Preferably the circumferential length of the shield member is at least as great as the circumferential length of the inlet so that the shield fully covers the inlet.
The shield can take the form of a fin which extends radially inwards from an outer wall of the chamber. Advantageously, the separation unit has a helical entry guide extending from one side of the inlet and the shield extends parallel to the entry guide on the other side of the inlet. The shield member can be an extension of the helical entry guide, forming the beginning of a second revolution around the chamber.
Preferably, the shield extends inwardly from an outer wall of the chamber to meet an insert which fits inside the chamber adjacent the inlet. Indeed, the shield can be formed integrally with the insert. The insert can be a shroud.
Preferably, the inlet is oriented in a substantially vertical direction and the shield extends vertically alongside the inlet.
Preferably, the separation unit is mounted above the cleaning head of the cleaner and is directly coupled to an output of the cleaner head. The shield has been found to offer a flow-straightening effect which permits the inlet to the separation unit to be positioned more closely to the cleaning head.
Preferably the inlet to the separation unit is a tangential inlet through the side of the chamber.

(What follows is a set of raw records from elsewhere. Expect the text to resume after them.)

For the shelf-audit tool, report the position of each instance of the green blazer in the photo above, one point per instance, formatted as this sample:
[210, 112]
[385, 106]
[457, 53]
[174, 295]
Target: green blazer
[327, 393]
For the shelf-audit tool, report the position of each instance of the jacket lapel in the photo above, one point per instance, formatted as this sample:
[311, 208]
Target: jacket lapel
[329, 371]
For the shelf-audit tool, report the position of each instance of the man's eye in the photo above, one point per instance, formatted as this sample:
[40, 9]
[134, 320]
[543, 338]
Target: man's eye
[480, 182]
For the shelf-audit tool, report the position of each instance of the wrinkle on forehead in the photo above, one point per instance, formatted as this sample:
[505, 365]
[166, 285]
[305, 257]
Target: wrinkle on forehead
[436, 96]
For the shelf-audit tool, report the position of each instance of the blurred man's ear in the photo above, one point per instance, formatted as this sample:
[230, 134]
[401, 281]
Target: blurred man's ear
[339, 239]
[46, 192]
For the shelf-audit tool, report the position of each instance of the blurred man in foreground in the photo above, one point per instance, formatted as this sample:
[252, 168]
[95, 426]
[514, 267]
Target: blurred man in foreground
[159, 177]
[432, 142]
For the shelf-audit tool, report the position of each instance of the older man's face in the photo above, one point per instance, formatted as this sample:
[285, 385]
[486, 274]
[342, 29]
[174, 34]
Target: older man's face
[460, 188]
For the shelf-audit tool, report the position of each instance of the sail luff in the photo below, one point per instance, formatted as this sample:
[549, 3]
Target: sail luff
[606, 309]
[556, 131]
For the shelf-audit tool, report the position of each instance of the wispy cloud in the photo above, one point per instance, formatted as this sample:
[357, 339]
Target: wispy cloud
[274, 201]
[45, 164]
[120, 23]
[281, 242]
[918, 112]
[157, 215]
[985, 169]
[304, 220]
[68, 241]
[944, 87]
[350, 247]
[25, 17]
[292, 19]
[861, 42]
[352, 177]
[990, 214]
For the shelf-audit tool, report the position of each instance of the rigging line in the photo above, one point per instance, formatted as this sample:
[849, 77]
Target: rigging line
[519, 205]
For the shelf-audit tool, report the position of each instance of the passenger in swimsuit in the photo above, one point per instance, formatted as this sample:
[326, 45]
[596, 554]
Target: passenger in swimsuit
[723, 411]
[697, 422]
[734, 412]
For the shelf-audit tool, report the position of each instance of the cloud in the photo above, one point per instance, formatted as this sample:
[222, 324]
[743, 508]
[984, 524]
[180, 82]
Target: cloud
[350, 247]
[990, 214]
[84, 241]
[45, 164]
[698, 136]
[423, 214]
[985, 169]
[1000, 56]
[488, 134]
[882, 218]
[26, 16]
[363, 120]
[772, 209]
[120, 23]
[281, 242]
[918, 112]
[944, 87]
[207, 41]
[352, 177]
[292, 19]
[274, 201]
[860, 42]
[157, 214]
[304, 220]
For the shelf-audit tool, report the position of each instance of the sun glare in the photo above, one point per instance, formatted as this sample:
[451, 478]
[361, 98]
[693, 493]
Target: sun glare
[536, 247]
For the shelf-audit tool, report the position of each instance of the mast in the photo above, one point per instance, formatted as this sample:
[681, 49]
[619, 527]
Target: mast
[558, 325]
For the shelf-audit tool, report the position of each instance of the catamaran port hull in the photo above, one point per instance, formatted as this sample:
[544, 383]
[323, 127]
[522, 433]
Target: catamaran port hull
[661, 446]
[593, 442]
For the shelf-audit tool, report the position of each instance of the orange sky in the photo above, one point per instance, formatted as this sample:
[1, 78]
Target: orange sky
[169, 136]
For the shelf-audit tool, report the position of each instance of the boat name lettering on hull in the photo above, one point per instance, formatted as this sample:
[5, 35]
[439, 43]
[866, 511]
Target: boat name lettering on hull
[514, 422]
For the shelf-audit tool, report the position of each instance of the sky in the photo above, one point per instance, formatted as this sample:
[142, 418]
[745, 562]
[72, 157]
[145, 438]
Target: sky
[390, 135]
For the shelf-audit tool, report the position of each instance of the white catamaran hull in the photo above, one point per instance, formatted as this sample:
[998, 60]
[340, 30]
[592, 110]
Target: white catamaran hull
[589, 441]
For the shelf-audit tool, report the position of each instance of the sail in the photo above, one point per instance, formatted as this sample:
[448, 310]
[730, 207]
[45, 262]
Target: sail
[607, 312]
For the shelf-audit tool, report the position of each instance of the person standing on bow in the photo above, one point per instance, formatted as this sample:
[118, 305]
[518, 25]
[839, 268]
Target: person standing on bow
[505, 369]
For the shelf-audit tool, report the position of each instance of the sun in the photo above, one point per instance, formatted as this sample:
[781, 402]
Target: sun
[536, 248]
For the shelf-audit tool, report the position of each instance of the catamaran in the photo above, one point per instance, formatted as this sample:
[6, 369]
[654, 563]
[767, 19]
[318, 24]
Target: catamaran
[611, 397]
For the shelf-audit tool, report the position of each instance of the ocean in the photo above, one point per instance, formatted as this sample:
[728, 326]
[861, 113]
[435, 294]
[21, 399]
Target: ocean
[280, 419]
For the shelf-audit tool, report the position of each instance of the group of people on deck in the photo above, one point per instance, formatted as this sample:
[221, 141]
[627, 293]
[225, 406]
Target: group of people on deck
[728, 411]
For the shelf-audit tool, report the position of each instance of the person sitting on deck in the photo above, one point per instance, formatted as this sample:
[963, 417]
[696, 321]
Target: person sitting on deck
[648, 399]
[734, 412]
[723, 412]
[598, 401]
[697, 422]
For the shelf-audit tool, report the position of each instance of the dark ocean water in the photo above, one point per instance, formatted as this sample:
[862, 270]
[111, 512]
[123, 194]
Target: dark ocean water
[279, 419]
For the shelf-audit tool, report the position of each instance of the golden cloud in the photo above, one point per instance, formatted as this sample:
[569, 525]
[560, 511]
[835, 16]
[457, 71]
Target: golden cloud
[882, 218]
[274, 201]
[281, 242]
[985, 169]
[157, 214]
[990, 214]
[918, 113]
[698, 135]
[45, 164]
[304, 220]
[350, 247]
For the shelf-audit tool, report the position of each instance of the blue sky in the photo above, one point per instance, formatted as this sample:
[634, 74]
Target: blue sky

Further features and advantages of the invention will become apparent from the following description of an embodiment of the invention, which is given by way of example only and is not intended to be limiting, with reference to the accompanying drawings, in which:
FIG. 1 is a perspective view of a vacuum cleaner according to the invention;
FIG. 2 is a plan view of the vacuum cleaner of FIG. 1;
FIG. 3 is a rear view of the vacuum cleaner of FIG. 1;
FIG. 4 is a side view of the vacuum cleaner of FIG. 1;
FIG. 5 is an underneath view of the vacuum cleaner of FIG. 1;
FIG. 6 is a sectional view taken along the line V—V of FIG. 2;
FIG. 7 is a sectional view taken along than line VI—VI of FIG. 6 showing only the cleaner head and the cyclonic separator of the vacuum cleaner of FIG. 1;
FIG. 8 is a side perspective view of a shroud and entry portion assembly according to an embodiment of the invention;
FIG. 9 is a side perspective view of part of a cyclonic separating unit;
FIG. 10 is a perspective view of a shroud in accordance with an embodiment of the invention;
FIG. 11 is a side view of the shroud of FIG. 10;
FIG. 12 is a side view of another type of vacuum cleaner in which the invention can be applied; and,
FIG. 13 is a cross-sectional view through the cleaner of FIG. 12.
The vacuum cleaner 10 shown in the drawings has a supporting chassis 12 which is generally circular in shape and is supported on two driven wheels 14 and a castor wheel 16. The chassis 12 is preferably manufactured from high-strength moulded plastics material, such as ABS, but can equally be made from metal such as aluminium or steel. The chassis 12 provides support for the components of the cleaner 10 which will be described below. The driven wheels 14 are arranged at either end of a diameter of the chassis 12, the diameter lying perpendicular to the longitudinal axis 18 of the cleaner 10. Each driven wheel 14 is moulded from a high-strength plastics material and carries a comparatively soft, ridged band around its circumference to enhance the grip of the wheel 14 when the cleaner 10 is traversing a smooth floor. The soft, ridged band also enhances the ability of the wheels to mount or climb over small obstacles. The driven wheels 14 are mounted independently of ore another via support bearings (not shown) and each driven wheel 14 is connected directly to a motor 15 which is capable of driving the respective wheel 14 in either a forward direction or a reverse direction. By driving both wheels 14 forward at the same speed, the cleaner 10 can be driven in a forward direction. By driving both wheels 14 in a reverse direction at the same speed, the cleaner 10 can be driven in a backward direction. By driving the wheels 14 in opposite directions, the cleaner 10 can be made to rotate about its own central axis so as to effect a turning manoeuvre. The aforementioned method of driving a vehicle is well known and will not therefore be described any further here.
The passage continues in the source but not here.